Let's think this one through.  Let's say that we did create a system that allowed us to model SLA's.  For example, we could do something simple like a tag for all VM's that's created at provision time that lists the countries that they're allowed to run in.  Then, when we provision, this tag gets set to "USA".  Then we tag all assets in the data center with a geo tag stating their location.  Then we write a script that compares these values.  Simple, right?

Wrong.  We are still dependant on the humans to enter the right value tags.  If that doesn't happen, the whole system breaks down.  And this is a relatively simple business rule.  If you start looking at your SLA's closely, you will find that it is almost impossible to model them completely.  And that's only the "Formal" SLA's.  What about the informal ones?  The reality is that the complexity of human interaction is so complex that it's almost impossible to model.  I'm sure that there are some really smard dudes out there who are trying and they may prove me wrong one day, but I doubt it somehow.

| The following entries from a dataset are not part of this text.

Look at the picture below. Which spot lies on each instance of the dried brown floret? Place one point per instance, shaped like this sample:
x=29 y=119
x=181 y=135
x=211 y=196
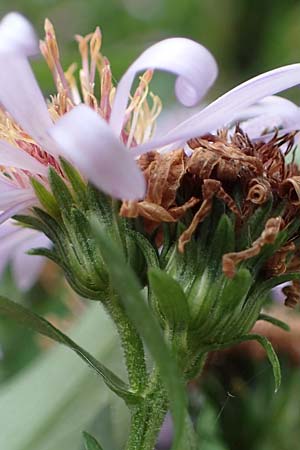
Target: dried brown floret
x=222 y=160
x=290 y=188
x=268 y=236
x=259 y=191
x=277 y=264
x=210 y=189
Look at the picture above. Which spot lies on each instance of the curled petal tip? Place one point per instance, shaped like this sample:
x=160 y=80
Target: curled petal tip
x=194 y=66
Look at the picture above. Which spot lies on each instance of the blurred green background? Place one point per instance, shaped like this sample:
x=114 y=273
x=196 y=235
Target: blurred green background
x=247 y=37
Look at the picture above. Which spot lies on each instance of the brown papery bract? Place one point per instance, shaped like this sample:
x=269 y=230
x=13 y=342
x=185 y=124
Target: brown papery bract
x=243 y=175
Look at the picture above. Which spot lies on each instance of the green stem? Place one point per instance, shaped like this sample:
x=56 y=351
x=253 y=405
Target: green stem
x=147 y=418
x=131 y=343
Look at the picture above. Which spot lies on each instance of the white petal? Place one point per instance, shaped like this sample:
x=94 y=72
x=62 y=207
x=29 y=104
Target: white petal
x=13 y=157
x=228 y=107
x=17 y=35
x=271 y=105
x=11 y=197
x=15 y=241
x=27 y=268
x=194 y=65
x=88 y=141
x=22 y=98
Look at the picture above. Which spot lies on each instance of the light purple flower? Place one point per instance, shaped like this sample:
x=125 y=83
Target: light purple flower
x=92 y=144
x=15 y=241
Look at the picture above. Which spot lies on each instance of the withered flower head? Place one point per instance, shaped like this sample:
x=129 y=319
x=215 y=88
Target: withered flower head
x=233 y=204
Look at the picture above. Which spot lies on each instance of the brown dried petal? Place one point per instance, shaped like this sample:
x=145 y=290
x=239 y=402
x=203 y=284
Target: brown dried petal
x=290 y=188
x=268 y=236
x=209 y=189
x=164 y=178
x=259 y=191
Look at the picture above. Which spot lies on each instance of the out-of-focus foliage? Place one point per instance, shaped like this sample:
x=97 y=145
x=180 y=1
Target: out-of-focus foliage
x=246 y=37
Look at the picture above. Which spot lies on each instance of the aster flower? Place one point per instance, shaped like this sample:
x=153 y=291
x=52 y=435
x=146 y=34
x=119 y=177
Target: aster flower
x=90 y=139
x=15 y=242
x=208 y=232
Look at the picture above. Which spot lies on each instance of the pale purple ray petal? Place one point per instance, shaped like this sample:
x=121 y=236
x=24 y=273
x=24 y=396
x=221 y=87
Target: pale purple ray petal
x=17 y=35
x=13 y=157
x=269 y=114
x=26 y=267
x=22 y=98
x=11 y=197
x=88 y=141
x=14 y=242
x=194 y=65
x=227 y=107
x=272 y=104
x=16 y=209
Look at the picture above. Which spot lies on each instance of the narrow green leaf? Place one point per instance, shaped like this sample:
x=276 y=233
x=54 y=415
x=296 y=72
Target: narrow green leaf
x=264 y=342
x=273 y=358
x=45 y=197
x=171 y=299
x=127 y=286
x=275 y=281
x=278 y=323
x=31 y=320
x=90 y=442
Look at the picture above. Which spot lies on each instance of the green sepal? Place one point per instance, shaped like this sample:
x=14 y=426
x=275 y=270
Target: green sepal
x=45 y=197
x=254 y=225
x=278 y=323
x=236 y=290
x=60 y=191
x=30 y=222
x=29 y=319
x=90 y=442
x=171 y=299
x=126 y=284
x=78 y=185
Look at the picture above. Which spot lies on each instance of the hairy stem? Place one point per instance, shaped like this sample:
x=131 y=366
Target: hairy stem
x=147 y=418
x=131 y=343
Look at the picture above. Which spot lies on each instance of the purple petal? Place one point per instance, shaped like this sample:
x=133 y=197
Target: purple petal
x=22 y=98
x=17 y=35
x=11 y=156
x=194 y=65
x=16 y=209
x=33 y=264
x=228 y=107
x=88 y=141
x=14 y=242
x=269 y=114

So, what's the message here?  The message is to let the humans manage the humans.  Create scripts and processes to check on things that are easy for computers to understand.  Workload X does on datastore Y.  Why?  Because we say so.  The computer doesn't really need to know.  Maximum acceptable latency on datastore X cannot be more than 12ms.  Whatever.  These are simple things to model and relatively simple to build into monitoring software.  Focus on these things.

The converse is also true.  When setting up formal and informal SLA's with your customers, keep in mind the limits of what the system can actully measure.  Saying that performance must be "acceptable" is really tough to gague.  An SLA around average response time of xx miliseconds can actually be measured and tracked.  Time to first byte, latency, throughput....  These things are all good fodder for SLA's.  Words that require actual judgement "Good," "Acceptable" or "Excellent" are not words that should ever be included in a formal SLA document because these require human judgement.